I was born the son of a shoemaker in the year of our Lord 1574. I did well in school, and was given scholarships that led me to Jena, where I did very well in rhetoric and theology. From Jena I returned to Badenburg and became the most junior of pastors. Then Margreth picked me. For which kindness I thank God regularly. Over the ensuing years she has taught me much of the workings of politics in Badenburg. In the year 1625 I was given the post of senior pastor of the largest congregation in Badenburg.

Badenburg is a Lutheran town. St. Nicholas was the more conservative of the two main congregations, each of which had some smaller churches as part of our congregations. St. John's was only slightly smaller in size and, I felt, somewhat loose in its interpretation of the Bible and Martin Luther's teachings.

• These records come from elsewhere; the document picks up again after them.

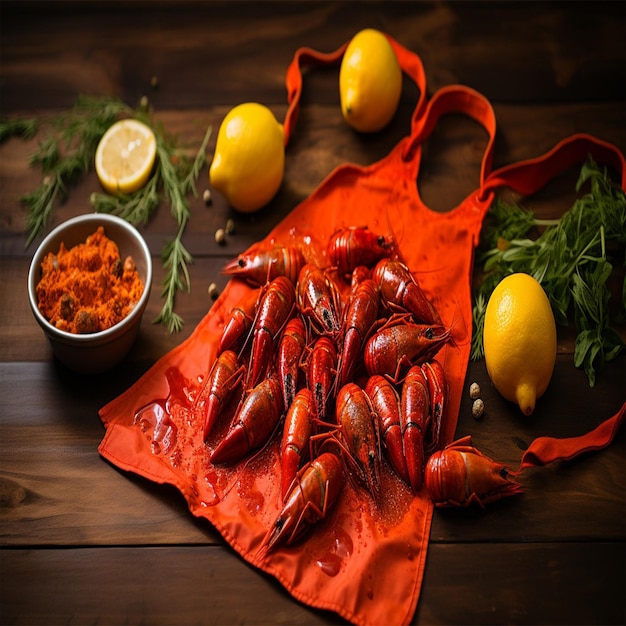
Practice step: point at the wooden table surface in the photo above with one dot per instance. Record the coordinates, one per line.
(82, 542)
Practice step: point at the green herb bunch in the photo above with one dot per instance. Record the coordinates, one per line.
(572, 258)
(68, 152)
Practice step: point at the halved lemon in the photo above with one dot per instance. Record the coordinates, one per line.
(125, 156)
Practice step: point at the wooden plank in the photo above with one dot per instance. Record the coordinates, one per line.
(489, 584)
(569, 51)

When the Ring of Fire happened, I was at my desk writing yet another sermon on patience and praying for God's help. The last several years I had had a lot of practice preaching patience and praying for God's help. The war hurt Badenburg in a number of direct and indirect ways. The most recent and severe problem had been the extortion of a group of mercenaries, which the council had been convinced, at the point of a knife, to hire to protect the town.

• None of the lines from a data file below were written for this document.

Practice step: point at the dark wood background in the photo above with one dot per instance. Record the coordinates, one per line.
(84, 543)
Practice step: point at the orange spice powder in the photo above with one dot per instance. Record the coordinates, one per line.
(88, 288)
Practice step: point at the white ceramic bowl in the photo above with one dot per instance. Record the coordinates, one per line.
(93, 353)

God's gifts, to me, had always been the little things: the flowers, a baby born safe and healthy. The big things discussed in the Bible—parting the Red Sea, destroying towns that displeased the Lord—were all, I knew, in the distant past. Christ was more subtle, feeding the masses with a few loaves and fishes, turning water into wine. After Christ there was no more need for any big miracles. I rather preferred the smaller gentler miracles, anyway. After all, I had no desire at all to have my hometown added to a list that included such places as Sodom, Gomorrah, and Babel. Besides, I had been taught that all that was needed to understand the will of God was written down in the Bible. Still, I prayed, a bit of help in keeping my home town alive would not go amiss.

So I worked on Sunday's sermon, and prayed for God's aid. When the miracle happened, I didn't see it. When Margreth told me about it, I, like doubting Thomas, didn't believe. I had to see the miracle, and more, before I believed.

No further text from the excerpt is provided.